Tra i dieci migliori giocatori del campionato italiano almeno quattro o cinque sono tra i primi dieci (Dybala, Higuain, Buffon, Bonucci e Mandzukic) e otto, nove, tra i primi venti, venticinque (aggiungo Cuadrado, Alex Sandro, Chiellini, forse Khedira). Lo stadio di proprietà alimenta calore e reddito. Non le serve collocare un genio, basta e avanza un ometto pragmatico, capace di qualche espressiva escandescenza quando ci vuole.
Ho due cavalli di razza, un croato e un colombiano, da sfiancare sulle fasce in una sintesi rara di forza aerobica, tecnica e carattere? Li faccio giocare insieme e questo mi autorizza il lusso di mettere in campo tutte le mie star e principesse. Risultato, la Juve vince quando deve vincere e vince soprattutto partite come quella con l’Inter dove te la giochi alla pari per novanta minuti. Da qui in poi dovrà solo gestire, contro due squadre belle, il Napoli bellissimo, ma non immuni da frane occasionali. Dal cilindro enorme della Juventus il coniglio ci scappa sempre. L’ultimo, Cuadrado. Vallo a prendere. Valli a prendere.

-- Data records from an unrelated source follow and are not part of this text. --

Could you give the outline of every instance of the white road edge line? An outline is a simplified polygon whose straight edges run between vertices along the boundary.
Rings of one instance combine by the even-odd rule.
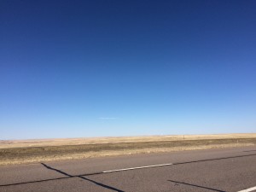
[[[237,192],[250,192],[250,191],[253,191],[253,190],[256,190],[256,187],[249,188],[247,189],[240,190],[240,191],[237,191]]]
[[[110,170],[110,171],[105,171],[102,172],[103,173],[116,172],[122,172],[122,171],[128,171],[128,170],[134,170],[134,169],[144,169],[144,168],[150,168],[150,167],[155,167],[155,166],[172,166],[172,165],[173,165],[172,163],[167,163],[167,164],[160,164],[160,165],[148,166],[137,166],[137,167],[131,167],[131,168],[125,168],[125,169]]]

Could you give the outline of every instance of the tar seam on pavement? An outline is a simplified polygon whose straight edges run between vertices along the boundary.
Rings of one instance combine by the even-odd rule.
[[[230,156],[230,157],[223,157],[223,158],[216,158],[216,159],[207,159],[207,160],[192,160],[192,161],[186,161],[186,162],[179,162],[179,163],[172,163],[172,164],[166,164],[166,166],[177,166],[177,165],[183,165],[183,164],[189,164],[189,163],[197,163],[197,162],[205,162],[205,161],[211,161],[211,160],[228,160],[228,159],[234,159],[234,158],[241,158],[241,157],[248,157],[248,156],[255,156],[256,154],[246,154],[246,155],[237,155],[237,156]],[[63,172],[62,171],[52,168],[44,163],[41,163],[44,167],[48,169],[54,170],[55,172],[58,172],[66,177],[57,177],[57,178],[49,178],[49,179],[43,179],[43,180],[37,180],[37,181],[31,181],[31,182],[23,182],[23,183],[10,183],[10,184],[2,184],[0,187],[7,187],[7,186],[13,186],[13,185],[20,185],[20,184],[26,184],[26,183],[41,183],[41,182],[48,182],[48,181],[53,181],[53,180],[61,180],[61,179],[66,179],[66,178],[71,178],[71,177],[84,177],[86,176],[92,176],[92,175],[99,175],[99,174],[109,174],[112,172],[114,172],[113,171],[104,171],[104,172],[92,172],[92,173],[86,173],[86,174],[80,174],[80,175],[69,175],[66,172]],[[161,165],[162,166],[162,165]],[[155,166],[145,166],[144,168],[154,168],[157,167]],[[122,169],[122,171],[131,171],[135,169],[127,168],[127,169]],[[120,172],[120,170],[116,170],[115,172]],[[86,178],[87,179],[87,178]],[[118,190],[121,191],[121,190]]]

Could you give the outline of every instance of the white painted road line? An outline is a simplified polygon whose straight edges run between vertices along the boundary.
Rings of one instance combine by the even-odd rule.
[[[237,191],[237,192],[250,192],[250,191],[253,191],[253,190],[256,190],[256,187],[249,188],[247,189],[240,190],[240,191]]]
[[[160,165],[148,166],[137,166],[137,167],[131,167],[131,168],[125,168],[125,169],[110,170],[110,171],[105,171],[105,172],[102,172],[103,173],[116,172],[123,172],[123,171],[128,171],[128,170],[145,169],[145,168],[150,168],[150,167],[166,166],[172,166],[172,165],[173,165],[172,163],[167,163],[167,164],[160,164]]]

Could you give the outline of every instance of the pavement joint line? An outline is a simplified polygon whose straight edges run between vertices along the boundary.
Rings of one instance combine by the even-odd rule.
[[[255,156],[255,155],[256,155],[256,154],[253,154],[229,156],[229,157],[217,158],[217,159],[199,160],[180,162],[180,163],[167,163],[167,164],[160,164],[160,165],[147,166],[138,166],[138,167],[131,167],[131,168],[125,168],[125,169],[117,169],[117,170],[103,171],[103,172],[92,172],[92,173],[87,173],[87,174],[70,175],[68,177],[58,177],[58,178],[50,178],[50,179],[38,180],[38,181],[36,180],[36,181],[24,182],[24,183],[10,183],[10,184],[0,184],[0,187],[19,185],[19,184],[24,184],[24,183],[38,183],[38,182],[47,182],[47,181],[59,180],[59,179],[64,179],[64,178],[85,177],[85,176],[98,175],[98,174],[110,173],[110,172],[122,172],[122,171],[156,167],[156,166],[176,166],[176,165],[182,165],[182,164],[187,164],[187,163],[196,163],[196,162],[201,162],[201,161],[226,160],[226,159],[232,159],[232,158],[238,158],[238,157],[248,157],[248,156]],[[241,191],[237,191],[237,192],[250,192],[250,191],[253,191],[253,190],[256,190],[256,187],[250,188],[250,189],[244,189],[244,190],[241,190]]]
[[[256,186],[253,187],[253,188],[247,189],[240,190],[240,191],[237,191],[237,192],[250,192],[250,191],[253,191],[253,190],[256,190]]]
[[[123,172],[123,171],[129,171],[129,170],[135,170],[135,169],[145,169],[145,168],[157,167],[157,166],[172,166],[172,165],[173,165],[172,163],[166,163],[166,164],[160,164],[160,165],[147,166],[137,166],[137,167],[131,167],[131,168],[104,171],[102,172],[102,173],[117,172]]]

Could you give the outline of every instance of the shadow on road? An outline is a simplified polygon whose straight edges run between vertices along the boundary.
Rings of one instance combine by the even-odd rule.
[[[96,182],[94,180],[91,180],[91,179],[89,179],[89,178],[86,178],[85,177],[83,177],[83,176],[73,176],[73,175],[69,175],[67,174],[67,172],[64,172],[61,170],[58,170],[58,169],[55,169],[53,167],[50,167],[47,165],[45,165],[44,163],[41,163],[44,166],[45,166],[47,169],[50,169],[50,170],[53,170],[55,172],[60,172],[61,173],[62,175],[65,175],[65,176],[67,176],[68,177],[79,177],[79,178],[82,178],[83,180],[86,180],[86,181],[89,181],[90,183],[93,183],[98,186],[101,186],[102,188],[107,188],[108,189],[111,189],[111,190],[113,190],[113,191],[118,191],[118,192],[125,192],[123,190],[120,190],[120,189],[118,189],[116,188],[113,188],[113,187],[111,187],[111,186],[108,186],[108,185],[106,185],[106,184],[103,184],[103,183],[98,183],[98,182]]]
[[[200,185],[196,185],[196,184],[190,184],[190,183],[186,183],[177,182],[177,181],[173,181],[173,180],[168,180],[168,181],[175,183],[178,183],[178,184],[185,184],[185,185],[201,188],[201,189],[209,189],[209,190],[214,190],[214,191],[218,191],[218,192],[225,192],[224,190],[218,190],[218,189],[212,189],[212,188],[207,188],[207,187],[200,186]]]

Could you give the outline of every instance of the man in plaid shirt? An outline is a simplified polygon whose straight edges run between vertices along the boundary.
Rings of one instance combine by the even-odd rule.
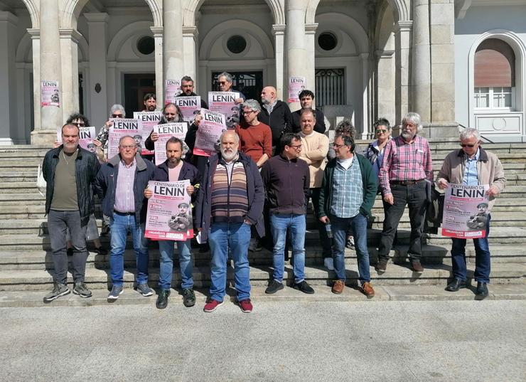
[[[378,262],[375,268],[385,272],[389,252],[406,205],[409,208],[411,238],[408,254],[413,271],[421,273],[422,235],[427,207],[426,179],[433,181],[431,151],[427,140],[418,135],[422,130],[420,115],[408,113],[402,121],[402,133],[385,146],[378,175],[383,196],[384,226]]]

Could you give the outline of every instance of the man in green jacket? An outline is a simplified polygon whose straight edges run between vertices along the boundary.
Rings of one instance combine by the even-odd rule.
[[[352,137],[336,135],[333,146],[336,157],[327,164],[323,172],[318,213],[320,221],[330,225],[333,238],[336,280],[332,291],[340,294],[345,287],[345,233],[352,227],[361,289],[367,298],[372,298],[375,290],[370,283],[367,223],[376,197],[377,179],[370,162],[355,154]]]

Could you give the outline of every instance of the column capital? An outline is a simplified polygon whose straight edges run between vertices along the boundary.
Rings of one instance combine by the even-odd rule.
[[[106,12],[87,12],[82,14],[88,23],[107,23],[109,15]]]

Dove lo strapotere della Juve diventa mortuario e pornografico è nell’ossequio ridondante e pecoreccio di chi le sta attorno. Nella ripetizione all’infinito del gesto suddito. La vera piaga di questa nazione debosciata. Un arbitro in campo, Rizzoli, e un ex arbitro fuori, Cesari, hanno confermato domenica sera tra lo Stadium e gli studi di Cologno Monzese che la lingua va dove il dente vuole. Uno show persino struggente per l’ostinazione mula a non fischiare prima e non riconoscere poi due rigori e mezzo molto ma molto probabili per l’Inter. Incredulità e rabbia degli astanti e collegati con lo studio di Mediaset, in particolare, per l’exploit dell’omino intuibile in quell’ammasso di peli e rughe, dove non transitano più chissà da quanto quei meravigliosi rossori adolescenziali di quel meraviglioso tarlo che è il dubbio.
Nella virile missione di tenere il punto Cesari si è prodigato in un uno contro tutti da Colosseo, dove persino lo juventinissimo Tacchinardi gli dava addosso. Il concetto è sempre lo stesso. Immutabile. Nel dubbio, la Juve ha sempre due occhi di riguardo.
Questa pornografia dell’ossequio a oltranza, detta anche sudditanza, un tic possente e innocente dell’anima, imprime sulla pelle di una squadra concepita dalla Fiat per saziare di panem e circenses il vasto mondo dei diseredati un’inutile antipatia. A meno che, come si registra qua e là tra i più arroganti ricchi di trofei ma poveri di spirito, l’essere antipatici non sia una godereccia conferma del proprio potere.
Il risultato è che, invece di concentrarsi sportivi sulla grandezza della Juve o gufanti sull’attesa dei suoi improbabili inciampi, noi nemici stiamo lì, in trepido ascolto, a registrare e collezionare l’ennesimo caso a sostegno dell’hashtag “Juve ladrona”.
Condannati alla meschina e un po’ paranoica esultanza dei notabili che, non potendo viaggiare nella stratosfera, si accontentano di mettere a verbale, con un pizzico di masochistico piacere, lo svolgersi puntuale e immodificabile degli eventi.